A clinical practice guideline from the American Thoracic Society outlines the classification, evaluation, and management of chILD. [20] Another guideline, which was published through the chILD-European Union (EU) Collaboration, includes diagnosis and treatment for chILD. [21]

The clinical history varies substantially by age. The onset of disease is often insidious, with caregivers or patients unsure when the illness actually began. Occasionally, patients present with relatively few symptoms but with abnormal findings on chest radiographs or pulmonary function tests (PFTs). Some patients, especially newborns with surfactant-dysfunction mutations, may present with respiratory failure.

The European Respiratory Task Force cohort of 185 patients with chILD reported the following symptoms [19] :

  • Tachypnea and dyspnea are common. Tachypnea is present in most patients (76%), particularly infants. Younger infants manifest retractions, difficulty in feeding, and diaphoresis with feeding; cyanosis may be evident during feeding or at rest. Exercise intolerance is often noted in older children.

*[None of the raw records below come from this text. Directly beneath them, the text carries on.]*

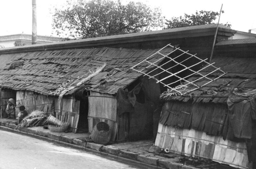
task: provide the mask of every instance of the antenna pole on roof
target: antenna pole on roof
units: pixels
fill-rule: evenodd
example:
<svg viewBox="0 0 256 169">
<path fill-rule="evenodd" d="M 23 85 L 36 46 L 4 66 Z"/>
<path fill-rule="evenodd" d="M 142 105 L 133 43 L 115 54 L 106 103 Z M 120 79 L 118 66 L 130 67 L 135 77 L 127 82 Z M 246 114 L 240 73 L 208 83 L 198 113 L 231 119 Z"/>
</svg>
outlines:
<svg viewBox="0 0 256 169">
<path fill-rule="evenodd" d="M 222 10 L 222 6 L 223 6 L 223 4 L 221 4 L 221 7 L 220 8 L 220 16 L 219 17 L 219 21 L 218 21 L 218 24 L 217 24 L 217 28 L 216 28 L 216 32 L 215 32 L 215 35 L 214 35 L 214 39 L 213 40 L 213 44 L 212 44 L 212 52 L 211 52 L 211 56 L 210 57 L 210 60 L 209 62 L 211 63 L 211 61 L 212 59 L 212 55 L 213 54 L 213 50 L 214 49 L 214 45 L 215 45 L 215 41 L 216 41 L 216 37 L 217 36 L 217 33 L 218 33 L 218 29 L 219 28 L 219 23 L 220 23 L 220 15 L 221 14 L 221 11 Z"/>
</svg>

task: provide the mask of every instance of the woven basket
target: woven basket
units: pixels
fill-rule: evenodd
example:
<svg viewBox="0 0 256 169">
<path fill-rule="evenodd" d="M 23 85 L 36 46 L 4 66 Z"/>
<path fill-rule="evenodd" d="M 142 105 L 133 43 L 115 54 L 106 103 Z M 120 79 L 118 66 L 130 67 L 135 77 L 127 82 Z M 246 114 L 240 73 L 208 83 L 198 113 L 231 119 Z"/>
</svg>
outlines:
<svg viewBox="0 0 256 169">
<path fill-rule="evenodd" d="M 64 125 L 64 123 L 51 115 L 48 117 L 47 122 L 49 125 L 53 125 L 60 126 L 61 126 Z"/>
<path fill-rule="evenodd" d="M 105 144 L 110 139 L 111 133 L 109 126 L 107 123 L 99 122 L 93 127 L 91 134 L 92 140 L 101 144 Z"/>
<path fill-rule="evenodd" d="M 66 123 L 61 126 L 49 125 L 48 126 L 48 127 L 50 129 L 50 130 L 52 132 L 64 132 L 68 129 L 69 126 L 69 124 Z"/>
</svg>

  • A dry, nonproductive cough is frequently reported (78%) and can be the only symptom of interstitial lung disease (ILD), even in the newborn.

  • Failure to thrive and weight loss are common symptoms (37% overall, 62% in children aged < 2 years), which may result from anorexia, difficulty in feeding, and increased energy expenditure from the increased work of breathing.

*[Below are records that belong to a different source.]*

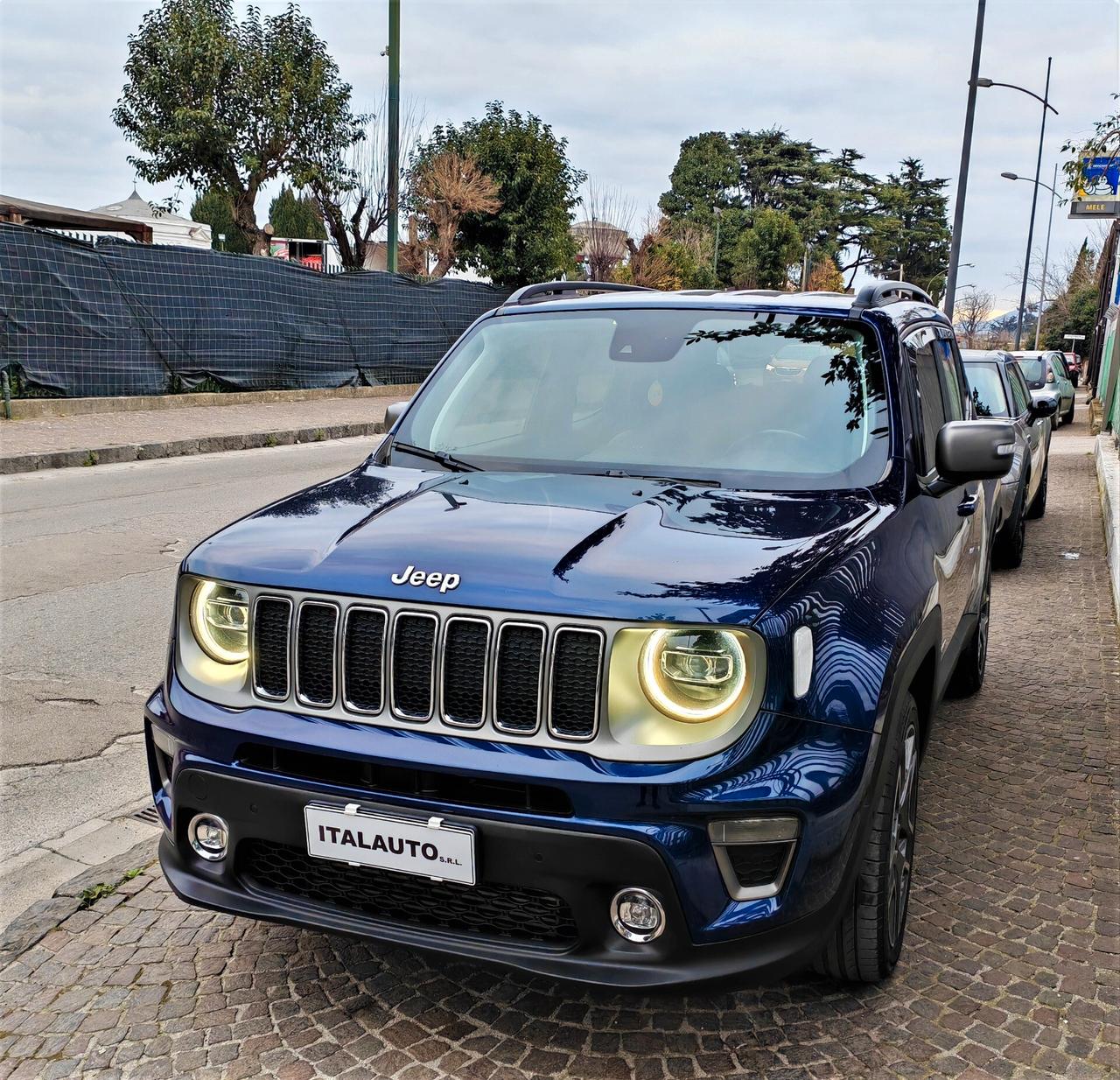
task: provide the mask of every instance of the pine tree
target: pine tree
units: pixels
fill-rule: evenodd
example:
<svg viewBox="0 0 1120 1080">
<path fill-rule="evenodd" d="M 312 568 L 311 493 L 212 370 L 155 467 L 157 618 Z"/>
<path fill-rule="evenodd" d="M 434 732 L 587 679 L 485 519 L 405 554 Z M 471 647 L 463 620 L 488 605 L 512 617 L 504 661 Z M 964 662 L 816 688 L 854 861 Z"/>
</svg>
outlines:
<svg viewBox="0 0 1120 1080">
<path fill-rule="evenodd" d="M 326 240 L 319 208 L 310 195 L 297 195 L 287 184 L 269 206 L 273 236 L 289 240 Z"/>
<path fill-rule="evenodd" d="M 868 246 L 870 268 L 886 278 L 902 276 L 921 286 L 934 300 L 945 288 L 952 233 L 946 217 L 949 181 L 925 176 L 918 158 L 905 158 L 898 173 L 887 174 Z"/>
</svg>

  • Hemoptysis may indicate a vasculitic process or a pulmonary hemorrhage syndrome.

  • Chest pain has been reported in older children.

  • Fever may be present (20%), which suggests infectious or inflammatory causes.

  • Wheezing occurs in approximately 20% of patients.

A careful family history is critical because some forms of chILD may have a genetic basis, which may be associated with neonatal deaths, unexplained childhood respiratory disease, or ILD in adults.

Next:

Physical Examination

General physical findings include the following:

  • Growth retardation, signs of weight loss, and failure to thrive
  • Hypoxemia on room air
  • Desaturation during sleep, during feeding (infants), or with exercise (eg, 6-minute walk test in older children and adolescents)

Auscultation may reveal normal findings or dry crackles that sound like Velcro being pulled apart; these are present in only a subset of patients (44%). [35]

Deformity of the chest has been reported and may indicate lung hypoplasia, as well the effects of prolonged illness. A study of 9 children with ABCA3 deficiency reported pectus excavatum as a frequent finding. [25]  Signs of hyperinflation, such as increased chest diameter, or a palpable liver and spleen may be evident.

Signs consistent with pulmonary hypertension may be present. Examples include an active precordium, which signifies right ventricular hypertrophy, and a loud pulmonary component to the second heart sound.

Cyanosis occurs in 28% of patients. Clubbing is a late manifestation of ILD, which is evident in 13% of patients. [35]

Stigmata of collagen vascular diseases, vasculitides, and other systemic disorders should be carefully sought.